Was this the test? Was this the decision that would determine both their fates?

He looked back to where Anais had been, where a little husk of a doll still lay in the path.Then he shoved his hand into his pocket, and instead of his journal, found a handful of dried rose petals that crumbled to dust.

Turning back to the spider, he shook his head and said, “No.”

“No?” the spirit said.

“No,” he echoed. “If you’re in my mind, you can see everything. You’ve been with me for two hundred years, haven’t you? My apologies for the debauchery you’ve witnessed, but you must know everything about me.”

“I know more about you than you know about yourself,” she said proudly.
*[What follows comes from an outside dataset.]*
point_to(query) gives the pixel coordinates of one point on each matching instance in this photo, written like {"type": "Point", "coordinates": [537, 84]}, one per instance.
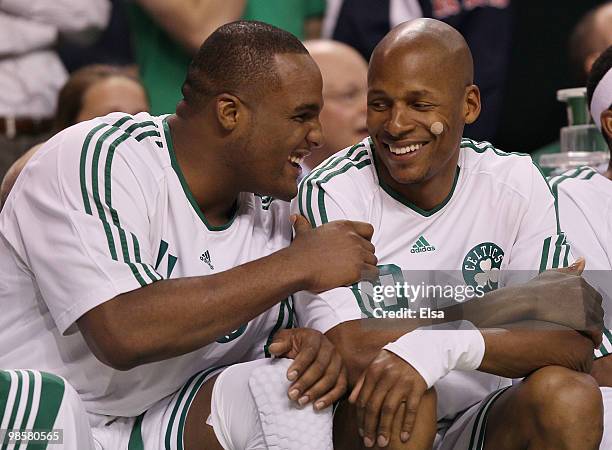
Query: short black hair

Arrogant, too. That seemed appropriate.

“Then read me like a book with a very sad middle,” he said. “If you know as much as you say you do, then you know I have loved many people in my life. My love has turned poisonous to some, and even for those who no longer wanted it, I still love them. Is this true?”

“Tell me who you loved,” she said.

“I once loved Alistair Thorne more than life itself,” he said.

“Then why did you leave?”

“Because he rejected me, and I took it personally instead of understanding how wounded he was,” Paris said.“I couldn’t get over my own ego to see what he needed.”

“He was not truly yours,” she said.

“Perhaps. But I could have at least sheltered him until Shoshanna came along to take care of him, sparing him some loneliness,” Paris said. “Yet I walked away from him. I hated him before I was able to love him again.”

“I know this, too,” she huffed.

“And you know that even when Alistair refused to speak to me for more than twenty years, I killed Franziska Bauer so that she would never utter another cruel word to him,” he said.

“You did this because you blamed her for driving you apart. This was a selfish act,” the spirit said.